Domain controller: LDAP server signing requirements

Updated: November 15, 2012

Applies To: Windows 7, Windows Server 2003, Windows Server 2008, Windows Server 2008 R2, Windows Vista, Windows XP

This security policy reference topic for the IT professional describes the best practices, location, values, and security considerations for this policy setting.

Reference

This policy setting determines whether the Lightweight Directory Access Protocol (LDAP) server requires LDAP clients to negotiate data signing.

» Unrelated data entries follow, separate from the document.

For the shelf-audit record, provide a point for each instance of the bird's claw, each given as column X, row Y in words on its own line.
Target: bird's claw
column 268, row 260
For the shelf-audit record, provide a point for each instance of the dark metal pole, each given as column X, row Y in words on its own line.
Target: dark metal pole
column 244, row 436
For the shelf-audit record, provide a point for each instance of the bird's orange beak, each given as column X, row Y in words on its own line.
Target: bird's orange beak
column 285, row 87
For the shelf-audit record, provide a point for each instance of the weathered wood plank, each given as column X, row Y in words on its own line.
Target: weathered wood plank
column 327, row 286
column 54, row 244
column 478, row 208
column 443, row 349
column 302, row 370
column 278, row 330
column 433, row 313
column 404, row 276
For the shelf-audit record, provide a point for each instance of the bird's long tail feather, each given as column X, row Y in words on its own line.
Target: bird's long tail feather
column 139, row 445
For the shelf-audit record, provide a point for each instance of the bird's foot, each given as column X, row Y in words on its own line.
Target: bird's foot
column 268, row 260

Unsigned network traffic is susceptible to man-in-the-middle attacks, where an intruder captures packets between the server and the client computer and modifies them before forwarding them to the client computer. In the case of an LDAP server, this means that a malicious user can cause a client computer to make decisions based on false records from the LDAP directory. You can lower the risk of a malicious user accomplishing this in a corporate network by implementing strong physical security measures to protect the network infrastructure. Furthermore, implementing Internet Protocol security (IPsec) Authentication Header mode, which provides mutual authentication and packet integrity for IP traffic, can make all types of man-in-the-middle attacks extremely difficult.

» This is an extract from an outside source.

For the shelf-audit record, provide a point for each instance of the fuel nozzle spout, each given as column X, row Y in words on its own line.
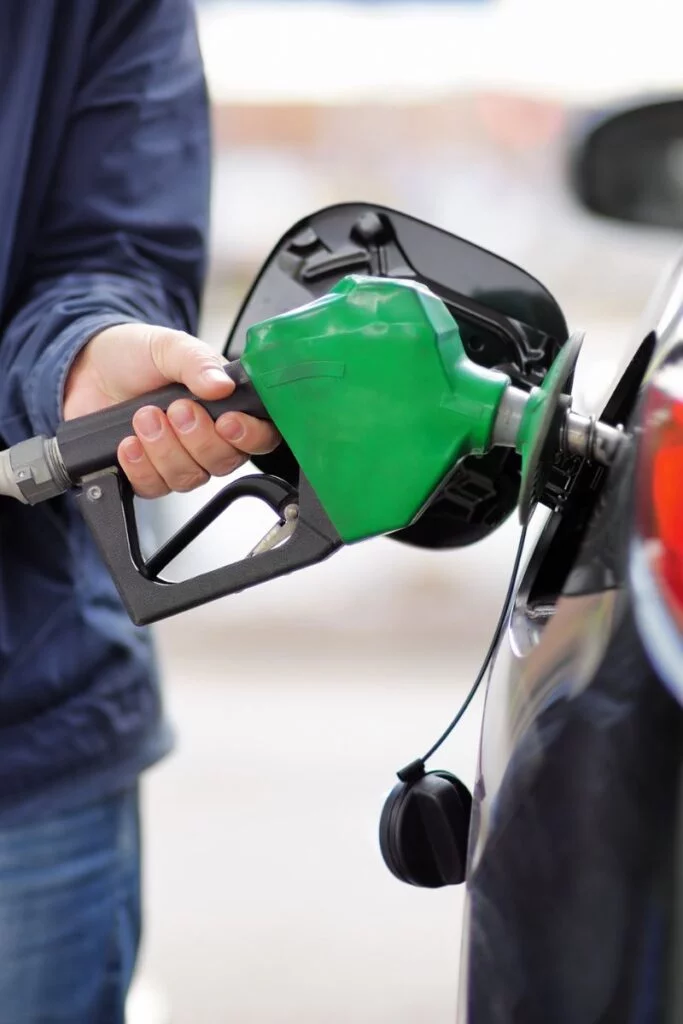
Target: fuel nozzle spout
column 541, row 424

This setting does not have any impact on LDAP simple bind or LDAP simple bind through SSL.

If signing is required, then LDAP simple bind and LDAP simple bind through SSL requests are rejected. No LDAP client computers running Windows XP Professional or servers running Windows Server 2003 use LDAP simple bind or LDAP simple bind through SSL to bind to directory service.

Warning

If you set the server to Require signature, you must also set the client computer. Not setting the client computer results in loss of connection with the server.

Possible values

  • None. Data signatures are not required to bind with the server. If the client computer requests data signing, the server supports it.

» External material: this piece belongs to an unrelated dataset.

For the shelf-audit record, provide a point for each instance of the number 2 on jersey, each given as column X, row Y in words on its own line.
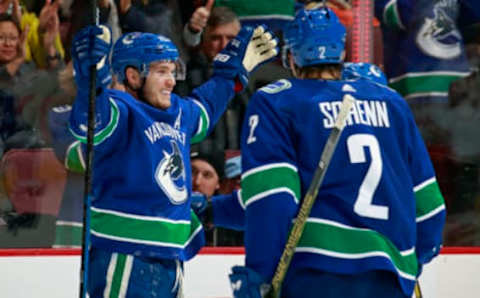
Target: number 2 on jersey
column 356, row 150
column 253, row 122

  • Require signature. The LDAP data-signing option must be negotiated unless Transport Layer Security/Secure Sockets Layer (TLS/SSL) is in use.

  • Not defined.

Best practices

  1. It is advisable to set Domain controller: LDAP server signing requirements to Require signature. Clients that do not support LDAP signing will be unable to execute LDAP queries against the domain controllers.

Location

GPO_name\Computer Configuration\Windows Settings\Security Settings\Local Policies\Security Options

Default values

The following table lists the actual and effective default values for this policy. Default values are also listed on the policy’s property page.

Server type or GPO Default value

Default Domain Policy

Not defined

Default Domain Controller Policy

Not defined

Stand-Alone Server Default Settings

Not defined

DC Effective Default Settings

None

Member Server Effective Default Settings

None

Client Computer Effective Default Settings

None

Operating system version differences

Modifying this setting may affect compatibility with clients, services, and applications. For more information about these compatibility issues, see article 823659 in the Microsoft Knowledge database.

Policy management

This section describes features and tools that are available to help you manage this policy.

Restart requirement

None. Changes to this policy become effective without a computer restart when they are saved locally or distributed through Group Policy.

Security considerations

This section describes how an attacker might exploit a feature or its configuration, how to implement the countermeasure, and the possible negative consequences of countermeasure implementation.

Vulnerability

Unsigned network traffic is susceptible to man-in-the-middle attacks. In such attacks, an intruder captures packets between the server and the client computer, modifies them, and then forwards them to the client computer. Where LDAP servers are concerned, an attacker could cause a client computer to make decisions that are based on false records from the LDAP directory. To lower the risk of such an intrusion in an organization's network, you can implement strong physical security measures to protect the network infrastructure. You could also implement Internet Protocol security (IPsec) Authentication Header mode, which performs mutual authentication and packet integrity for IP traffic to make all types of man-in-the-middle attacks extremely difficult.

Countermeasure

Configure the Domain controller: LDAP server signing requirements setting to Require signature.

Potential impact

Client computers that do not support LDAP signing cannot run LDAP queries against the domain controllers.